PCBUs must get someone to do a detailed noise assessment to find out if these noise risks are significant. The person doing the detailed assessment has to be a competent person as defined by ‘AS/NZS 1269: Occupational Noise Management’.

PCBUs won’t necessarily meet their legal responsibilities if they only provide hearing protection without taking reasonably practicable steps to reduce noise exposure to a level below the stated levels.

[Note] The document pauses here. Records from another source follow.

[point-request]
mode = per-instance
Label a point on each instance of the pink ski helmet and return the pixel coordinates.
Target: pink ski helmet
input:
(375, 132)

Health and safety legal requirements

The primary duties of a PCBU include:

  • providing and maintaining a safe work environment, safe plant and structures and safe systems of work
  • providing any information, training, instruction or supervision that is necessary to protect everyone from the health and safety risks at work.

Workers must:

  • take reasonable care for their own health and safety and that their actions or inactions do not harm the health and safety of others
  • co-operate with any reasonable health and safety policy or procedure of the PCBU notified to them and comply with any reasonable instruction given by the PBCU (e.g. using personal protective equipment).

Table of risks

RiskGood practice
Noise created by farming machinery
  • Regularly maintain farm machinery.
  • When replacing machinery, ‘buy quiet’.
Tractors
  • Make sure the tractor cab is sound-proof. If it is not, or there is no cab, wear hearing protection.
  • Add other noise reducing materials to your tractor like soft foam, porous materials, fibreglass or rockwool.
  • Consider installing Isolation materials that stop vibrations passing from one point to another. Examples are rubber mounts, fibreglass, air cushions.
  • Using a radio in machinery with cabins increases the noise in the cabin by 1-3dB – Make sure the radio is not turned up too loud.
Noise in the farm dairy
  • Design the milking shed, plant and equipment to reduce noise levels.
  • Use sound absorption panelling.
  • Enclose noisy plant and equipment.
  • Put the vacuum pump in a separate insulated enclosure.
  • Keep noisy equipment away from the working area or away from metal, especially corrugated iron and walls.
  • Turn exhausts away from working areas or dampen them.
  • Have a regular maintenance routine in line with the operating manual’s recommendations.
  • Provide and use hearing protection when other solutions don’t reduce noise exposure.
  • Put up signs to show where hearing protection is needed.
Shed and process machinery Try to reduce the noise at source. If you can’t do this, use these controls:
  • Use acoustic enclosures and sound-insulating panels to stop the noise travelling.
  • Fit controls in separate rooms or away from the noise.
  • Fit silencers on exhausts.
  • Remove the need for operators to be present with the equipment running.
  • Maintain machinery properly. Worn parts and loose panels increase noise.
Shooting Shooters and people nearby must wear suitable hearing protectors.
Ototoxic drugs and solvents Follow doctors’ recommendations about noise exposure for anyone taking ototoxic drugs. Eliminate or reduce potential exposure to solvents, pesticides and asphyxiants.